The simplest proto-cell (stem-cell) differentiates into a series of major cell types. The neurons of the neurosecretory system are one of these major groups. The neurosecretory family have the responsibility of communications within the organism for purposes of growth, metabolism, external and internal sensing and locomotion. The endocrine system, in conjunction with the vascular system, is used for low priority signaling over long distances. The paracrine system is used for low priority signaling over short distances and relies largely upon diffusion within the local tissue. It is the neural system that has developed to support high priority, fast signaling over long distances.
The neurological community of the 20th Century settled on a paracrine method of signaling (#3A) as fundamental to neural signaling. Spaargarden, et. al. labeled this method endocrine because of its frequent imprecise usage within the community. The putative signaling agents were labeled neurotransmitters. This work will show that this is not the actual method of signaling used in the neural system and the chemicals labeled neurotransmitters play an entirely different (crucial) role.
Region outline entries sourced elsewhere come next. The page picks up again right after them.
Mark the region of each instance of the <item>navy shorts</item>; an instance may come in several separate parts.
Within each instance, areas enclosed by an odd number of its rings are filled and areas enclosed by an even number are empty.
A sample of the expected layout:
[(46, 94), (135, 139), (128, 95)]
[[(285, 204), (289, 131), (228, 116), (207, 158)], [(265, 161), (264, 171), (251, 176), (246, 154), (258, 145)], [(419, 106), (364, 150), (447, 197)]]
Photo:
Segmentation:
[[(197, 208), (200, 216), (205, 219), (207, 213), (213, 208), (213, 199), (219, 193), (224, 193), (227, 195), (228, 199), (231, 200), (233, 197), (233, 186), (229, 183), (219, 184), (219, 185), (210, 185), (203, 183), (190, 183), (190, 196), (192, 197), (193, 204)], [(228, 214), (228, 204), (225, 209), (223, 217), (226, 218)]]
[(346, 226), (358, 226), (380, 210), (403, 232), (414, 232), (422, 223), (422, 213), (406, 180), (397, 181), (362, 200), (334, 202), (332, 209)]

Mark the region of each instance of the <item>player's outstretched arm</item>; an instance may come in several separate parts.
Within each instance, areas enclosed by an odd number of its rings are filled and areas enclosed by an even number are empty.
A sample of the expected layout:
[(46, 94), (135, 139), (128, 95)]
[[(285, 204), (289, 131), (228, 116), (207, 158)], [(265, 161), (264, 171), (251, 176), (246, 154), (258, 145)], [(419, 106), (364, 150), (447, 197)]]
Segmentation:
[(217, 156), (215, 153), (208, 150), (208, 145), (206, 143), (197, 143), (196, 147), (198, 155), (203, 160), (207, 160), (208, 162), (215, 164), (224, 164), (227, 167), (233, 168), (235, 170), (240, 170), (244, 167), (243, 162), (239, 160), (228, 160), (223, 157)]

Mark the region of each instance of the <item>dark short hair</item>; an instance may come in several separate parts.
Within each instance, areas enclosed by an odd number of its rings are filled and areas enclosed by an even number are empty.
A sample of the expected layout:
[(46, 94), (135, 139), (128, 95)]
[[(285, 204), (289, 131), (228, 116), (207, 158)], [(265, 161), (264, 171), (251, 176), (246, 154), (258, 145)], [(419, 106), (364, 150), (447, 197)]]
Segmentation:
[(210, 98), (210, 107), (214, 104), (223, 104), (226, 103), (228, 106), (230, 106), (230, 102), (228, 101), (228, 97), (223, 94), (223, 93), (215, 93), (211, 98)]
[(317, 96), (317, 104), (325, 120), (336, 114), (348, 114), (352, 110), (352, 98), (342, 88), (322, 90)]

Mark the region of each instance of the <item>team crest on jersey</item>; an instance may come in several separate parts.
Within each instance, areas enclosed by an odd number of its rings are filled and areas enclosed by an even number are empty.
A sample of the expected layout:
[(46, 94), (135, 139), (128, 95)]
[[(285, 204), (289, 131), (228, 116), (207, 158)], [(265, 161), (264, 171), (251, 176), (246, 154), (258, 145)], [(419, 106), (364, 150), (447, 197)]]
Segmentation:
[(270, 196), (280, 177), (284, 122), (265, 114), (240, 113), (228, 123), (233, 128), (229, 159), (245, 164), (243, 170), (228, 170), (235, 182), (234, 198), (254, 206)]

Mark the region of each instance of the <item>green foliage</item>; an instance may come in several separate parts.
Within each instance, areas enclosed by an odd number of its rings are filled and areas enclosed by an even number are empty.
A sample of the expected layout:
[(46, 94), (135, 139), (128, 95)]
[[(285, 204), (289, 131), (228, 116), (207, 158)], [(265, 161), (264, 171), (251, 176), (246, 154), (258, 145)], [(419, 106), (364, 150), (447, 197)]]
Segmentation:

By returning to the views held by many during the first half of the 20th Century, a much broader understanding of the operation of the neural system can be obtained. This understanding relies upon the Electrolytic Theory of the Neuron. Under this theory, signals within the neural system are carried by electrons. Electrons carry the information within neurons and through synapses connecting neurons.
All neurons fall into one of two architectural types. Those neurons that perform only signaling are described in modality #3B. The photoreceptor cells, and other sensory neurons, rely upon a secretory function to create their disks and hairs. These cells are placed under modality #3C because of this difference.
By expanding the varieties of neurons into categories #3B and #3C, it becomes possible to describe the variety of neurons found in any organism by their function and their location in the signaling chain. Under the label #3C are found the signal sensing neurons of stage 1. The photoreceptor cells are the only #3C neurons found in the visual system. Under the #3B label are found the signal processing, stages 2 & 4, neurons and the signal projection , stage 3, neurons of the visual system.
The specific cell types found under the above labels include:
Stage 1--Signal detection, Chapter 12.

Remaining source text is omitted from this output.